Haben Sie schon von singenden Affen gehört? Und kennen Sie die weltweit bedrohtesten Menschenaffen der Welt? Nein? Dann sind Sie nicht allein. «Wenn ich von Gibbons erzähle, wissen viele nicht, worum es sich dabei handelt», sagt Thomas Geissmann. Der Forscher analysiert seit den 1980er-Jahren Gibbon-Gesänge.

Seine Begeisterung für die Affen entdeckte er einst bei einem Zoobesuch. «Der Gesang der Gibbons beeindruckte mich sofort und liess mich nicht mehr los», erinnert sich der Wissenschaftler, der am Anthropologischen Institut der Universität Zürich arbeitet. «Mir war damals noch nicht klar, dass die Tiere in freier Wildbahn so bedroht sind.» Seitdem engagiert sich Geissmann mit Herzblut für die Gibbons. Leider interessiere sich sonst kaum jemand für die baumbewohnenden Primaten, im Gegensatz zu den anderen Menschenaffen – Schimpansen, Bonobos, Gorillas und Orang-Utans –, bedauert der Zoologe.

Früchte als Hauptnahrung
Um sich ein Bild vor Ort zu machen, reiste Geissmann vor rund 30 Jahren erstmals nach China, einem der natürlichen Lebensräume der in Südostasien beheimateten Gibbons (siehe Kasten). Das Reich der Mitte rühmte sich, gleich sechs Gibbonarten zu beherbergen. Doch schon bald fanden Geissmann und andere Forscher heraus, dass es nur noch vier Arten gibt und eine davon, der Hainan-Schopfgibbon, zählt gerade einmal 25 Tiere.

«Ohne unsere Arbeit hätte bis heute niemand gemerkt, dass in China in den letzten 20 Jahren zwei Gibbonarten ausgestorben sind», sagt der 57-Jährige mit trauriger Miene. «Trotz dieser alarmierenden Befunde ist es sehr schwierig, Sponsoren zur Rettung dieser Menschenaffen zu finden. Das ist frustrierend.» Selbst grosse Naturschutzorganisationen engagieren sich kaum für die bedrohten Primaten. Auch die Medien zeigten sich wenig motiviert, auf den Gibbon-Zug aufzuspringen, weil die Tiere zu unbekannt und damit für ein breites Publikum uninteressant seien.

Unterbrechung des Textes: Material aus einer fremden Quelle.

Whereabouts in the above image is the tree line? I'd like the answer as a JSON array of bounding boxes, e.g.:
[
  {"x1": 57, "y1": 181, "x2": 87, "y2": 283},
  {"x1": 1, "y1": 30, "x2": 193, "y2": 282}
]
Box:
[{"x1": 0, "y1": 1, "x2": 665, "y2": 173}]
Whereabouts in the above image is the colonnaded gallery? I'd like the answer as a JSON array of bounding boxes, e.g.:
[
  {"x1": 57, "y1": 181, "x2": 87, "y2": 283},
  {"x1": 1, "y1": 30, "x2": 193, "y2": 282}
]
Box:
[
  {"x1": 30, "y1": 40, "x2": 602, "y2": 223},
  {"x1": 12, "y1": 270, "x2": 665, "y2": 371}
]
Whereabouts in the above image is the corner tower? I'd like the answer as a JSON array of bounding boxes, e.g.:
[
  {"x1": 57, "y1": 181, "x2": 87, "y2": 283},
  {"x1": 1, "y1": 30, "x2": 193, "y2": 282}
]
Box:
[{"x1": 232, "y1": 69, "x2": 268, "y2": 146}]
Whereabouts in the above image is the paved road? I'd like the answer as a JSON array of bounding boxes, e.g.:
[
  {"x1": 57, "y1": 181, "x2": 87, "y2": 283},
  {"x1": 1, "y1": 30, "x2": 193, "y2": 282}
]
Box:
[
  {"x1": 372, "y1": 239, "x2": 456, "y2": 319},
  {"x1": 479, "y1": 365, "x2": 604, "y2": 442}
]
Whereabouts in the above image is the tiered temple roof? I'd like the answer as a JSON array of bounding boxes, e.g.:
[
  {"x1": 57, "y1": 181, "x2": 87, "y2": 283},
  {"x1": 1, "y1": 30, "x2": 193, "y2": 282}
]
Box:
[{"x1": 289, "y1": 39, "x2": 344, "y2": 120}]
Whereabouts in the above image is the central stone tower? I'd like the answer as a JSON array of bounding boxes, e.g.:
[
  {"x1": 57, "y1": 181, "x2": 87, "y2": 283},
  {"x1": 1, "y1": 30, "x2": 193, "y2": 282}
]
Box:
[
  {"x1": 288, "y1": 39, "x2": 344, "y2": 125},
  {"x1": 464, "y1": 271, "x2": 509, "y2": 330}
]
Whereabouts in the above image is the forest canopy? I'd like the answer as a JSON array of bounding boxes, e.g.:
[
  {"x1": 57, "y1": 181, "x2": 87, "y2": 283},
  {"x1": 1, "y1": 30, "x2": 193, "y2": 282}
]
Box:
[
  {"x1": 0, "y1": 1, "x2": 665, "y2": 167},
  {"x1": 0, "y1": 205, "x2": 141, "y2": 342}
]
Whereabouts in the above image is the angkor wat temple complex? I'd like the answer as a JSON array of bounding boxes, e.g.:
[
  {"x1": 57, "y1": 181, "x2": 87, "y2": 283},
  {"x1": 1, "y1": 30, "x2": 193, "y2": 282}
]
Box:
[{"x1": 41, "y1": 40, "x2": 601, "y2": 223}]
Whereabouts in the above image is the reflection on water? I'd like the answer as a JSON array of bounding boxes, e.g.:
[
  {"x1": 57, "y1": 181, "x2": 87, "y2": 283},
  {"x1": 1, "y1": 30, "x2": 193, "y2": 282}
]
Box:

Thomas Geissmann lässt sich aber nicht entmutigen. Unermüdlich kämpft er für eine (bessere) Zukunft der Menschenaffen. Er gibt eine Fachzeitschrift über Gibbons heraus und gründete die «Gibbons Conservation Alliance», eine Organisation, die sich für die Rettung und den Schutz der singenden Affen einsetzt. Zu den Projekten gehören das Einrichten von Schutzgebieten und das Aufforsten von Waldlücken mit Futterbäumen. «Gibbons ernähren sich vorwiegend von Früchten, weil sie Blätter nicht gut verdauen können», erklärt Geissmann. Es sei wichtig, dass das Revier einer Gibbonfamilie genügend Fruchtbäume habe. Gibbons können ein Revier nur bis zu einer gewissen Grösse wirksam gegen andere Gruppen verteidigen. Bei selektiv ausgeholzten Wäldern könne daher die Ernährung in der Trockenzeit nicht mehr gewährleistet werden.  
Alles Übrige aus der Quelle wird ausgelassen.